Question

How do you factor $\left( {{x^2} - 2x - 8} \right)$?

Answer 1

Hint:Given polynomial is of degree 2. Polynomials of degree 2 are known as Quadratic polynomials. Quadratic polynomials can be factored by the help of splitting the middle term method. In this method, the middle term is split into two terms in such a way that the polynomial remains unchanged.

Complete step by step Answer:
For factorising the given quadratic polynomial $\left( {{x^2} - 2x - 8} \right)$ , we can use the splitting method in which the middle term is split into two terms such that the sum of the terms gives us the original middle term and product of the terms gives us the product of the constant term and coefficient of ${x^2}$.
So, $\left( {{x^2} - 2x - 8} \right)$
$ = $${x^2} - \left( {4 - 2} \right)x - 8$
$ = $${x^2} - 4x + 2x - 8$
We split the middle term $ - 2x$ into two terms $ - 4x$ and $2x$ since the product of these terms, $ - 8{x^2}$ is equal to the product of the constant term and coefficient of ${x^2}$ and sum of these terms gives us the original middle term, $ - 2x$.
Taking x common from first two terms and $2$common from the last terms, we get,
$ = $$x\left( {x - 4} \right) + 2\left( {x - 4} \right)$
$ = $$\left( {x - 4} \right)\left( {x + 2} \right)$
So, the factored form of the quadratic polynomial $\left( {{x^2} - 2x - 8} \right)$ is $\left( {x - 4} \right)\left( {x + 2} \right)$.
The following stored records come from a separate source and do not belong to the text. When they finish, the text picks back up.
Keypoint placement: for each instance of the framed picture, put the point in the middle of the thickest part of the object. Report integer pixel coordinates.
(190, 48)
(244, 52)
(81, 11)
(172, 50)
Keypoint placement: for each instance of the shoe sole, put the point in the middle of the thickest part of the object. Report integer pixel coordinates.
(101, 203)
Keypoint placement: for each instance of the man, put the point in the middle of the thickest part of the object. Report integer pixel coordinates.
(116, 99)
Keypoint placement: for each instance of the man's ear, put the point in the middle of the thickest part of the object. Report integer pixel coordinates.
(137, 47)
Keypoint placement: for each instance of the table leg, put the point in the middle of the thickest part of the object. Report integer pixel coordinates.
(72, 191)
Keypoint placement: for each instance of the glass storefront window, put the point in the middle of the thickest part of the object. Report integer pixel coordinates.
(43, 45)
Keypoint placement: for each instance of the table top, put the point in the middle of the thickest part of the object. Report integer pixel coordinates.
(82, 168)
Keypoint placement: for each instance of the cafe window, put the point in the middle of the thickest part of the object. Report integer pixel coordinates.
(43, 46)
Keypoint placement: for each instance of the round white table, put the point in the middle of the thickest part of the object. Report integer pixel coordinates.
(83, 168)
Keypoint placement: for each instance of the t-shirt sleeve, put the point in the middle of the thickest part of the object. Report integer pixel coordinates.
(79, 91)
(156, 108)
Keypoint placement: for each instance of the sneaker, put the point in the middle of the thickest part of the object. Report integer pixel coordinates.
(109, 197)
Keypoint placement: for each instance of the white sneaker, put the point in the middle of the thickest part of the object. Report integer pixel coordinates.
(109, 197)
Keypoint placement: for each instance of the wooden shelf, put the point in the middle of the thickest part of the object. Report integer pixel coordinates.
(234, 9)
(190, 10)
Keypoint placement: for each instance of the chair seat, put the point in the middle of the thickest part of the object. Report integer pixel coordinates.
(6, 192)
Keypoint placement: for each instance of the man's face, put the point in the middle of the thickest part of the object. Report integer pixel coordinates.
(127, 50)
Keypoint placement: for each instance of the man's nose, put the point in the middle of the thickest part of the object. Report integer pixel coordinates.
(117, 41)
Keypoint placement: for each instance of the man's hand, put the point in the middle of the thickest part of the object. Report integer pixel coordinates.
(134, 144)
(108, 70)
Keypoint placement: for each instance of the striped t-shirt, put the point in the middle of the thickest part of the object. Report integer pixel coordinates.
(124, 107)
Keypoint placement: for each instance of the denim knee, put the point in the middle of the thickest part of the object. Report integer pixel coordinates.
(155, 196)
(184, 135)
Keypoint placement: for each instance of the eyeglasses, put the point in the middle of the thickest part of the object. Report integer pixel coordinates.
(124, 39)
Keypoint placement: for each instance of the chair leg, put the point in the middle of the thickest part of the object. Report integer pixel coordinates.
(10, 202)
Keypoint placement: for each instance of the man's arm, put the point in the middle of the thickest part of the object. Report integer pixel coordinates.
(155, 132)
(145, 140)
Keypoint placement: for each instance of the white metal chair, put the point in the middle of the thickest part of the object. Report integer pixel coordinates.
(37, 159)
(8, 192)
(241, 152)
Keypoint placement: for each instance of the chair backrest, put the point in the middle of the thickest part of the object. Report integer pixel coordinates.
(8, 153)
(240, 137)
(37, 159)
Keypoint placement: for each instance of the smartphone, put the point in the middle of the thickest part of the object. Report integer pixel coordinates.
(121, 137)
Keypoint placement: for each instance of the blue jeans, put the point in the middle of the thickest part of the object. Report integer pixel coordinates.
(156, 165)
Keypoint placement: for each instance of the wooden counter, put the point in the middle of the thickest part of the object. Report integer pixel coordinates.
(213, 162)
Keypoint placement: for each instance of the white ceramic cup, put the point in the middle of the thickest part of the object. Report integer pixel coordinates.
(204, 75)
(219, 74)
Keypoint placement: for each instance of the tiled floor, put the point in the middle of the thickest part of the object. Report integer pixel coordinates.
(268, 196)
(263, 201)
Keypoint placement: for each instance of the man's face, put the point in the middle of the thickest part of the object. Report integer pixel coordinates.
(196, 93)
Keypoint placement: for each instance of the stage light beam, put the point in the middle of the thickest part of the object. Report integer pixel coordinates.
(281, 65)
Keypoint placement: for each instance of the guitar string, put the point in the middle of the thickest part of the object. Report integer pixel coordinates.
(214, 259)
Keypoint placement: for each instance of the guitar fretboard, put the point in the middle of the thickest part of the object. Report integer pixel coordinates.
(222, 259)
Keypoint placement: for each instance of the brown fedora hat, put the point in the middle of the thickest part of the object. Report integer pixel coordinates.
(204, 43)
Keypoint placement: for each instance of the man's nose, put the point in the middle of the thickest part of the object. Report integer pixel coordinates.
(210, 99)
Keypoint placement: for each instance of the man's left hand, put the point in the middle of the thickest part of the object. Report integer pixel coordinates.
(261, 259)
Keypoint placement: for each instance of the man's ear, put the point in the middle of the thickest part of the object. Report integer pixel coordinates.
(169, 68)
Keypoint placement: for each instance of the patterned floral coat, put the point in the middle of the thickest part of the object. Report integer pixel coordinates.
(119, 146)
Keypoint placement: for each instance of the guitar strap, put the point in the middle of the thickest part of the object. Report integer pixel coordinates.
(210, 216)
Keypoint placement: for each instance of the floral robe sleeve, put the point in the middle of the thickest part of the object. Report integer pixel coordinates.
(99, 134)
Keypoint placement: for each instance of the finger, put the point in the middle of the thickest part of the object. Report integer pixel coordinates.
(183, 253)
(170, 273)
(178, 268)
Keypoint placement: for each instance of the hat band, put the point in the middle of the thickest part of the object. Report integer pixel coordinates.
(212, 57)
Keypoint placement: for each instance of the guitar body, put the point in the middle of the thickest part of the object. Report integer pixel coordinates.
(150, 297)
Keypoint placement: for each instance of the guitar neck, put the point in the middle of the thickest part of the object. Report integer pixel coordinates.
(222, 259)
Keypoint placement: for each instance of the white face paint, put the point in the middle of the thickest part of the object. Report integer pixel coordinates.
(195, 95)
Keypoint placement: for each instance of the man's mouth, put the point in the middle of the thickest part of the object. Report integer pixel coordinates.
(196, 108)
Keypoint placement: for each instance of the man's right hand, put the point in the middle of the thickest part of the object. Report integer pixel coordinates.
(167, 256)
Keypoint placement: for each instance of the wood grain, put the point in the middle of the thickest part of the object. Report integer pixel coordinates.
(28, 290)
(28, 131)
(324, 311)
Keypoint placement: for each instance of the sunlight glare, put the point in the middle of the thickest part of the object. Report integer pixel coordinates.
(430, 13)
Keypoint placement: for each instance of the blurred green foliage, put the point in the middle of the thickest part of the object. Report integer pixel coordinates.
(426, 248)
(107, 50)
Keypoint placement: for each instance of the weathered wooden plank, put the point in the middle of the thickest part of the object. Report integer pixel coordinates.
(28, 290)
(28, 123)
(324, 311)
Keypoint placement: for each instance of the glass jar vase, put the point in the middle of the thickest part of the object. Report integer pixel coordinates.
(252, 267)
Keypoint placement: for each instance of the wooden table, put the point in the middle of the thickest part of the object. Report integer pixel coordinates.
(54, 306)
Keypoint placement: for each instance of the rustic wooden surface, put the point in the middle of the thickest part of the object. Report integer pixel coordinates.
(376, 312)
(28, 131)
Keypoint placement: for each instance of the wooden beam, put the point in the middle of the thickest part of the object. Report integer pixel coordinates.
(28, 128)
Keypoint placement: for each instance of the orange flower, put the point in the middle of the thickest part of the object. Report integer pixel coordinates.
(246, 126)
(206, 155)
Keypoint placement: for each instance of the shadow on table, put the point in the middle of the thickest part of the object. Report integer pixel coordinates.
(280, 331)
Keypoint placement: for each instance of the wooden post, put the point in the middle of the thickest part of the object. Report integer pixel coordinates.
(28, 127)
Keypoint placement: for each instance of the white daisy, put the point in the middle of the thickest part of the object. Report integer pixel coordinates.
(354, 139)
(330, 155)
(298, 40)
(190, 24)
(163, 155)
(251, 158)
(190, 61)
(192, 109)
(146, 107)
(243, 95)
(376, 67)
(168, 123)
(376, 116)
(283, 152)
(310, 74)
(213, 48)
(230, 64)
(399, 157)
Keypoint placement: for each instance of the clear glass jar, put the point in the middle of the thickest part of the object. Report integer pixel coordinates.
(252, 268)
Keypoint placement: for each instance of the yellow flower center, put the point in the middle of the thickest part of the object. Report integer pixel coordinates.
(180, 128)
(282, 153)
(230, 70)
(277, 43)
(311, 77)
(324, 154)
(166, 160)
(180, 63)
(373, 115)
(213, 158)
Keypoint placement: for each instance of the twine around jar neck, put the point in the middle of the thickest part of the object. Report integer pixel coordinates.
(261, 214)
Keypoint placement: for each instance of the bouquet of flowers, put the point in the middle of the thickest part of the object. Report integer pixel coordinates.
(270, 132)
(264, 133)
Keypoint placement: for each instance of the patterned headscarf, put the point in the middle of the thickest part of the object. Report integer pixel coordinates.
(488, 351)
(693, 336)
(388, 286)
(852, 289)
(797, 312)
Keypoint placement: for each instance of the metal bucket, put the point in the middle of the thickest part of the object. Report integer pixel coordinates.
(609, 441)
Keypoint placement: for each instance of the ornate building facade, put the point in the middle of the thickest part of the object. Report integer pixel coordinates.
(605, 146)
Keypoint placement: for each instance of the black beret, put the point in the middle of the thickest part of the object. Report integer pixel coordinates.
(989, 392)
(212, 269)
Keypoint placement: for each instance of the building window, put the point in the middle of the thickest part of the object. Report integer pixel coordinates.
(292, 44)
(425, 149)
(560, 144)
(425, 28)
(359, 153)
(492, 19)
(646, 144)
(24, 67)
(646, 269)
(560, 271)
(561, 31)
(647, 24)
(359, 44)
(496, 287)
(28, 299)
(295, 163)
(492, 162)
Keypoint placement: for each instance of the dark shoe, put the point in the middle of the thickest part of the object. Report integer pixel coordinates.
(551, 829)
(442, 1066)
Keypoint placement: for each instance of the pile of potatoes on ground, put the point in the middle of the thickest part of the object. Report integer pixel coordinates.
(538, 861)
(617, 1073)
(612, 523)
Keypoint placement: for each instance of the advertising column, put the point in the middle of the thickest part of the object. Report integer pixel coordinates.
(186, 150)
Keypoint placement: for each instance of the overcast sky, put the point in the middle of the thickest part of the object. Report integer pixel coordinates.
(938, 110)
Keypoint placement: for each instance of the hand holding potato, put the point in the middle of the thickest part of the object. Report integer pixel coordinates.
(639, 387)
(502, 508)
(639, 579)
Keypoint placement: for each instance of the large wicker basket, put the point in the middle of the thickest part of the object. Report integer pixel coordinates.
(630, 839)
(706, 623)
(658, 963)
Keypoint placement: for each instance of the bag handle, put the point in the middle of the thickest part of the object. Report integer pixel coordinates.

Note: Splitting of the middle term can be a tedious process at times when the product of the constant term and coefficient of ${x^2}$ is a large number with a large number of divisors. Special care should be taken in such cases. Similar to quadratic polynomials, quadratic solutions can also be solved using factorisation method. Besides factorisation, there are various methods to solve quadratic equations such as completing the square method and using the Quadratic formula.